If you go back to the last century web and, partially, also to the first decade of this century, you’ll notice that you accessed the web via a browser. The web was a gigantic, and growing warehouse of documents (like IEEE eXplore is a warehouse of articles). Ever better browsers flanked by search engines gave you the capability to find and look at what you wanted.
The landscape changed dramatically with the advent of apps (and the iPhone was surely a breaking point in this respect). Nowadays we are still using browsers and search engines but a significant portion of our web usage is based on apps. Apps are mediating our needs with service providers of some sort.
Apps are evolving, becoming smarter. They learn about us as we use them and thus are able to finely tune the interactions to our needs. Some apps keep working in the backstage acquiring data that might be of our interest to have them available in the backstage ready for the next time we will use the app. Some go even further, generating messages to capture our attention.
The appearance of intelligent assistants begun in the last decade. They are moved from being a curiosity to taking a centerstage in our daily interaction with the cyberspace and even with other people, socially and in the business environment. The progress in artificial intelligence has been the enabling factor.
A very similar path will be taken by knowledge and knowledge access. Knowledge services embedded in apps will provide the knowledge that we need, when we need it and in the form that we will be able to apply it. This is what is called executable knowledge.
The packaging of “data” with an interpreter of those data that can interact with an access agent is transforming the knowledge landscape. Data in a data centre, in a company repository, in a research centre and in academia, will no longer be a static entity. Rather they will become, in a way -and I know I will generate some discussion and opposition – self aware of their potential “usefulness”.
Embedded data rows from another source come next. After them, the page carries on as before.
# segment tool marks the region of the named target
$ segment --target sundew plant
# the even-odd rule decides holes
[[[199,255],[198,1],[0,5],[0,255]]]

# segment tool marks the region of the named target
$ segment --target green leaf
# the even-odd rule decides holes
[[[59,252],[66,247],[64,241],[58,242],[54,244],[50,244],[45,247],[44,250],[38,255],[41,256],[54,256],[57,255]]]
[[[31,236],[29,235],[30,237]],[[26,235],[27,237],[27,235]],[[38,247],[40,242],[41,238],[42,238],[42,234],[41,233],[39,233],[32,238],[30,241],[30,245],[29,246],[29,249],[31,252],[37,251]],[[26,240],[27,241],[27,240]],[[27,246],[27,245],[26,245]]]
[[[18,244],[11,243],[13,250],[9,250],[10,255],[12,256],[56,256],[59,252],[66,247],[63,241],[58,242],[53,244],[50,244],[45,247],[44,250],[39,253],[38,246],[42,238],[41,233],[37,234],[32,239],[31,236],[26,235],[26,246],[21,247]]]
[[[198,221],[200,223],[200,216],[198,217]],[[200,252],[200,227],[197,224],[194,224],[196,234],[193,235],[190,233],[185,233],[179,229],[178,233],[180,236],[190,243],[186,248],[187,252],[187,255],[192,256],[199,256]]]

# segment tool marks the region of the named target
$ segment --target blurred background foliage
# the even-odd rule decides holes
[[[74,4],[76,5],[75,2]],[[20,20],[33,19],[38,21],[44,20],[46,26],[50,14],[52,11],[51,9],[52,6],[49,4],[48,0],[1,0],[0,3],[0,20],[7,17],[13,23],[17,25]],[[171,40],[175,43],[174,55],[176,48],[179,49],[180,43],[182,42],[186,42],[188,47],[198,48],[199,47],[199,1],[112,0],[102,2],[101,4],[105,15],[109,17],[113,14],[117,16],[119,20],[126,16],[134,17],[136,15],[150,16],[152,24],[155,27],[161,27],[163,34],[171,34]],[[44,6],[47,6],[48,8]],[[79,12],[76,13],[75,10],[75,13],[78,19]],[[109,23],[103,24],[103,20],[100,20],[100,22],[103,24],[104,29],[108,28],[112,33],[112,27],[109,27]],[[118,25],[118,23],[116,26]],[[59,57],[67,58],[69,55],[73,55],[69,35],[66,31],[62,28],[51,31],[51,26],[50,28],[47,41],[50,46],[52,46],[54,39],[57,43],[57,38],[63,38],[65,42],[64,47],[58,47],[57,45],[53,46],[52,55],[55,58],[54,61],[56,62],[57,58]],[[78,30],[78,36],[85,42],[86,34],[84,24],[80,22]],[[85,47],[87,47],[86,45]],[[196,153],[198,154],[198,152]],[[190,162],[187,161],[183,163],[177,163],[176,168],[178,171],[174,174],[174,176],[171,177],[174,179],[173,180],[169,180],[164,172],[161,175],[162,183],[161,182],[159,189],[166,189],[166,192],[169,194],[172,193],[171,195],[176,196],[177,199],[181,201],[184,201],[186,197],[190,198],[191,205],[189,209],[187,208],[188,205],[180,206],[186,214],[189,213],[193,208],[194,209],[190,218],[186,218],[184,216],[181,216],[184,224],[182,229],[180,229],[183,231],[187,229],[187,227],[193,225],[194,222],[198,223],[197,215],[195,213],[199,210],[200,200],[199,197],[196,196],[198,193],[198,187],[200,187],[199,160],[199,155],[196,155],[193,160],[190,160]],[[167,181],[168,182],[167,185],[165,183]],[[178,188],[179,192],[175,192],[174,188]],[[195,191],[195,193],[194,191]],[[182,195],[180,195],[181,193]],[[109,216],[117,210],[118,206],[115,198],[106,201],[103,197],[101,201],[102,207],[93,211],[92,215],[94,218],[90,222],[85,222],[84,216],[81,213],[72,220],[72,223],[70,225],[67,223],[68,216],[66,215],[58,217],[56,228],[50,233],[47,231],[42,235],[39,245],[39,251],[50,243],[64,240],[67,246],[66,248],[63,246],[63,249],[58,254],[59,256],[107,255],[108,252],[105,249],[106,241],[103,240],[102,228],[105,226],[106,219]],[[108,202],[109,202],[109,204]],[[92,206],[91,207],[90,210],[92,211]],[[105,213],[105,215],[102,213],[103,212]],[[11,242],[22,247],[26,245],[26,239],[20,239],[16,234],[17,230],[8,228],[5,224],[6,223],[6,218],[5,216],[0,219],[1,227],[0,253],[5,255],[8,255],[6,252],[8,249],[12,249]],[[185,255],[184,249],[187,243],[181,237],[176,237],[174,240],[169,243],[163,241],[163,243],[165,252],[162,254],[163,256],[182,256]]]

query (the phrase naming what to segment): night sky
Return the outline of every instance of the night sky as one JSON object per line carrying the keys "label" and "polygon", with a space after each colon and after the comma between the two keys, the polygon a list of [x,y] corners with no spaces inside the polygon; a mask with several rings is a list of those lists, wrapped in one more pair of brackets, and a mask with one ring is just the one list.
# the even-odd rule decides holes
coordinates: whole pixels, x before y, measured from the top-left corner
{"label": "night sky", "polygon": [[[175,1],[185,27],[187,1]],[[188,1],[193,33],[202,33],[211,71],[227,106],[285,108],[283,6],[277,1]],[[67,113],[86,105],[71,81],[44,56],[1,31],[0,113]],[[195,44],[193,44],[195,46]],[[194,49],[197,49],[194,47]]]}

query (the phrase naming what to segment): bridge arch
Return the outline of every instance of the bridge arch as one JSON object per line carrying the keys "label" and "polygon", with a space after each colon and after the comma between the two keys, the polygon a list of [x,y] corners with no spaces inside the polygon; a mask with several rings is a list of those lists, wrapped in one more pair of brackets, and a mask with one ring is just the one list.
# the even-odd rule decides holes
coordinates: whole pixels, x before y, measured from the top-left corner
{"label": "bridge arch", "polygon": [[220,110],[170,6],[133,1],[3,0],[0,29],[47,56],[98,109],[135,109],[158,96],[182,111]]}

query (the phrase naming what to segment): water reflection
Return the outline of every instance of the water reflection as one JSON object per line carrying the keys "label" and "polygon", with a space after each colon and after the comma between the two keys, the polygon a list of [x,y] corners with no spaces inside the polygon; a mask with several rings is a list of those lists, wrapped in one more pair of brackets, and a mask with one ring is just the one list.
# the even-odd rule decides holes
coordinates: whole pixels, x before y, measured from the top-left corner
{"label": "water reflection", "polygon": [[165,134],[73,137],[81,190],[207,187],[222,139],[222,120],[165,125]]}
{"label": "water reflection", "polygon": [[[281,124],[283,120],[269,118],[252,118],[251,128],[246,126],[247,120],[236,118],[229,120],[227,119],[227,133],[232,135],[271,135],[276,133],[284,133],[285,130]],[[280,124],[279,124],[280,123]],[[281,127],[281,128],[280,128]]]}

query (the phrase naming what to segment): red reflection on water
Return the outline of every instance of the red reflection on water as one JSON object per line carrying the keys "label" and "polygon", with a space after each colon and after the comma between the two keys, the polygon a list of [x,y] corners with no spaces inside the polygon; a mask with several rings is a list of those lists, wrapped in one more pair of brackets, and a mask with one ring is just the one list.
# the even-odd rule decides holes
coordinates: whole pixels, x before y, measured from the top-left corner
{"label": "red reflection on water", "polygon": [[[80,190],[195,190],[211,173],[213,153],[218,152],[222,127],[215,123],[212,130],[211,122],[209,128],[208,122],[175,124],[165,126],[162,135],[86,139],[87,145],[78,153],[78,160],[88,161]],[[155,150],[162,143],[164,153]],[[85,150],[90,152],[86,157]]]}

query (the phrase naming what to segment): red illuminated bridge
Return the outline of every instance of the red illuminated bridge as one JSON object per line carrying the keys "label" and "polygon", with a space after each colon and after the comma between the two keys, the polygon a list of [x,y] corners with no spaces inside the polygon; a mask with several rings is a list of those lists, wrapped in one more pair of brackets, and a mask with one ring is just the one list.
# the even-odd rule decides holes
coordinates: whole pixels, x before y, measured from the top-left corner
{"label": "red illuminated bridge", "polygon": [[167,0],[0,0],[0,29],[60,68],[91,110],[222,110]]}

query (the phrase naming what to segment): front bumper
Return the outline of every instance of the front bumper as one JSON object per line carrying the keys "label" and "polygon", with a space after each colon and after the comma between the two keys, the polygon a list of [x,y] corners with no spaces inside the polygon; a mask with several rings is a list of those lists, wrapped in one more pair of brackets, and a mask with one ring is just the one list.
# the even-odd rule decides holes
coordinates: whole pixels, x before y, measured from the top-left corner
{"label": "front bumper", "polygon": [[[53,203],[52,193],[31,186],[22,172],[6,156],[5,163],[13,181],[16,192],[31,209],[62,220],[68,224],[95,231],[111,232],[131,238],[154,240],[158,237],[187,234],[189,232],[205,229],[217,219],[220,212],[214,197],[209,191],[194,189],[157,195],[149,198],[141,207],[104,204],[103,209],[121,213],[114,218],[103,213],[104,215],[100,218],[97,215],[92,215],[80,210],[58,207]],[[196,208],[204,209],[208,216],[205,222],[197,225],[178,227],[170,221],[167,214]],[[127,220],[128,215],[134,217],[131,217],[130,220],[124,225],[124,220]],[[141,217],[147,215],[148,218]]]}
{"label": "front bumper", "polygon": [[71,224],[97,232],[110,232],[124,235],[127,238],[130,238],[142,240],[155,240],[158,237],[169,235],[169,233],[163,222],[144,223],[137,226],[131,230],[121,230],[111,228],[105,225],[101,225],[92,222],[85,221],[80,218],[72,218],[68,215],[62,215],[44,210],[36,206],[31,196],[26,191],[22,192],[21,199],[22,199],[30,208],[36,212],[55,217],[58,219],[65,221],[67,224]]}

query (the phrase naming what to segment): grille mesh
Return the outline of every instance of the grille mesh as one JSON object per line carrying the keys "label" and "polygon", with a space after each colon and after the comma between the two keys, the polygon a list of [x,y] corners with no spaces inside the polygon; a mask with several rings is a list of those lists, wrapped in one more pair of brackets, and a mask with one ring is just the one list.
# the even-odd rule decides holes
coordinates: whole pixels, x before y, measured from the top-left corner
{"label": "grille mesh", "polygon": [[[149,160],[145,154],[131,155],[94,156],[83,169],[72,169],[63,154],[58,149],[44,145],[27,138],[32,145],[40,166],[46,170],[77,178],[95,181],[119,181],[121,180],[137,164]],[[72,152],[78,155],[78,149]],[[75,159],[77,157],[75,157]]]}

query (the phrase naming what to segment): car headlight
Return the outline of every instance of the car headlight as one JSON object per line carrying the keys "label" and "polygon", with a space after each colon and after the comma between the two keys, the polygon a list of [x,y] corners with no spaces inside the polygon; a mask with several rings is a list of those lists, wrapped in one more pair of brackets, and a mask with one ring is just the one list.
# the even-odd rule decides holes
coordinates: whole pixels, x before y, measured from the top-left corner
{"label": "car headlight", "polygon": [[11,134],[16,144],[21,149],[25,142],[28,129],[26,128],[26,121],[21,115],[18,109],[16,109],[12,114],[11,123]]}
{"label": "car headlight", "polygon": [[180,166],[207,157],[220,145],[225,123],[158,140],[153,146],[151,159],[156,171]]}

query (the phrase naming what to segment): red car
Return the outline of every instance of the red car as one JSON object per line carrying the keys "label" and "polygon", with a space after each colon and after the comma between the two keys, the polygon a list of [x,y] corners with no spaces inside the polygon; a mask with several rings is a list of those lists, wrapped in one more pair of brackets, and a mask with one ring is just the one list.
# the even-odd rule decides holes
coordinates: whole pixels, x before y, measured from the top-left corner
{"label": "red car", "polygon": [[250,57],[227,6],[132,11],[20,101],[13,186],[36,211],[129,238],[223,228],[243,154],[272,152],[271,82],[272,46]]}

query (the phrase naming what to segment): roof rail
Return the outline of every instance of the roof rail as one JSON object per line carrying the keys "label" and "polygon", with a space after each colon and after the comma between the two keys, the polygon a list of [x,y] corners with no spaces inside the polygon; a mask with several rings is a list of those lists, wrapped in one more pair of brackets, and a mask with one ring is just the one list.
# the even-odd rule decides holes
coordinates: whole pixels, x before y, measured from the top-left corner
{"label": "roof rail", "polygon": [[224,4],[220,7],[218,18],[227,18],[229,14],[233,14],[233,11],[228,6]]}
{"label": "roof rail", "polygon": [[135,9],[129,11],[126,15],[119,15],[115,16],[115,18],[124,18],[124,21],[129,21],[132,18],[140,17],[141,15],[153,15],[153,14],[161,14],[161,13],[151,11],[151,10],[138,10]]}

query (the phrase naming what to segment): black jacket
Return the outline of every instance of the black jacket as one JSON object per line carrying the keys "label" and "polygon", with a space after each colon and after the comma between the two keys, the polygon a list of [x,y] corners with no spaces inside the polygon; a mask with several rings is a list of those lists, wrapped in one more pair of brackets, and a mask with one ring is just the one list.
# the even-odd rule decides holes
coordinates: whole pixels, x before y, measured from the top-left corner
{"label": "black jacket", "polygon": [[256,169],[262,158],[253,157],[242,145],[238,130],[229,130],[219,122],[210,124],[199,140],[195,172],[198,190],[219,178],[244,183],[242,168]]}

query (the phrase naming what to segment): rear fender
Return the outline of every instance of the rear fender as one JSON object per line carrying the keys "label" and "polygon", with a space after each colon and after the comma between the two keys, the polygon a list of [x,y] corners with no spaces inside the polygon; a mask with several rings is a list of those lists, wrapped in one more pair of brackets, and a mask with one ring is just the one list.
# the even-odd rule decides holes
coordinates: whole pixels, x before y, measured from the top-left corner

I have seen this happening, although on a smaller scale, with the initiative “Open Data Trentino” by the Province of Trento when I was at the EIT Digital Italian Node in Trento. The idea was to make available to anyone interested all data stored in the many (some 120) data bases of the Province. The data was encapsulated and made accessible only via API – Application Programming Interfaces-, pieces of software that will respond to a query by a user not providing the raw data, rather the meaning that was of significant to that specific query, a meaning that could be derived by performing data analytics on all the data sets (potentially). The idea was that as more data would become available (the Open Data Trentino initiative intended to stimulate the sharing of private companies data as well) and data analytics evolved – read inclusion of artificial intelligence – it would be possible to offer more and more meaning to a growing variety of users, in other words to extract more and more value from data. To my knowledge it was a first, basic, attempt at the development of a system to deliver executable knowledge.
What was notable was that all aspects were tackled:
- providing a meaning that was derived from many data sets – the system tried to “understand” the query and worked out the necessary actions to retrive the meaning disseminated in the data;
- providing a framework that was preserving the ownership of data;
- protecting the data owners from potential undesired issues of misuse of their data
- providing a mechanism to extract value from the data and share the economic value resulting from the use of data with the owner(s).
To my knowledge the Open Data Trentino has proved its value in stimulating the opening of data by private companies, however its full potential has not been pursued (i.e. it is still looking like a more advanced data centre rather than a knowledge service centre).